Psoralen-mediated RNA–RNA cross-linking

Fifteen-microliter reactions containing 80 fmol of 32P-uridine-labeled 3′ half RNAs were incubated for 20 min at 30°C in the presence of 5 μL of HeLa nuclear extracts and 22 μg/mL 4′-aminomethyltrioxsalen hydrochloride (Sigma, catalog no. A4330). The mixture was irradiated with a 365-nm wavelength UV light for 10 min. RNA was then treated with proteinase K, ethanol-precipitated, and analyzed by electrophoresis on a denaturing 6% polyacrylamide gel. RNase H-mediated (Invitrogen, catalog no. 18021-014) inactivation of U2 snRNP was performed by incubating the nuclear extracts with an oligodeoxynucleotide complementary to positions 28–42 of U2 snRNA. RNase H–mediated digestion after cross-linking was performed similarly using the specified oligodeoxynucleotides.

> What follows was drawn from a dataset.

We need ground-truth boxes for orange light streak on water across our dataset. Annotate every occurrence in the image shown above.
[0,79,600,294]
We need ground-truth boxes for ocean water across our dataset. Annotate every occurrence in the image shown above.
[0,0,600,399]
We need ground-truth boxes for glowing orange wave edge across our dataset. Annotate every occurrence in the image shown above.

Mapping of psoralen cross-linked nucleotides by primer extension

Psoralen-mediated cross-linked RNAs and splicing lariat intermediates were gel-purified, and primer extension was performed using the indicated 5′ 32P-labeled oligodeoxynucleotide and SuperScript II (Invitrogen, catalog no. 18064014) following the manufacturer's protocol. Primer extension products were resolved by electrophoresis on denaturing polyacrylamide gels in parallel with a sequencing reaction performed using the same primer and fmol DNA Cycle Sequencing System (Promega, catalog no. Q4100).

SSA treatments

Nuclear extract

Nuclear extracts (3 μL for splicing reactions and 5 μL for psoralen cross-linking assays) were treated for 30 min at 4°C with SSA previous to their use in subsequent assays. The indicated amounts correspond to the final concentration in the reaction mixtures.

Tissue culture

Subconfluent HeLa cells were treated with SSA (at a final concentration of 100 ng/mL, 260 nM) for 3 h. Control cells were treated with methanol, the solvent in which the SSA stock was dissolved.

RNA isolation

Total RNA was isolated using the Qiagen RNeasy minikit (catalog no. 74104) with DNase digestion on column before elution using the RNase-free DNase set (catalog no. 79254). RNA quality was assessed by Agilent Bioanalyzer nano assay and nanodrop spectrophotometry.

Microarray analyses

Cy3- and Cy5-labeled cRNAs were generated from 500 ng of total RNA using the Quick-Amp Labeling kit, No Dye (catalog no. 5190-0447) and Cy3 and Cy5-CTP from Perkin-Elmer (NEL580 and NEL581). Seven micrograms of each cRNA was hybridized into our custom oligo microarray platform (Agilent) in an Agilent rotating oven for 18 h at 60°C. After hybridization, arrays were washed and scanned images were analyzed. Statistical analyses were carried out with LIMMA package (Bioconductor) as described previously (Muñoz et al. 2009). Microarray results have been deposited in the Gene Expression Omnibus (GEO) database (GSE22614 and GSE22952). Microarray data as well as a detailed explanation of data analysis using this platform can be downloaded anonymously from the following Web site: http://davinci.crg.es/splicingarrays (user: jvlab; password: Web01).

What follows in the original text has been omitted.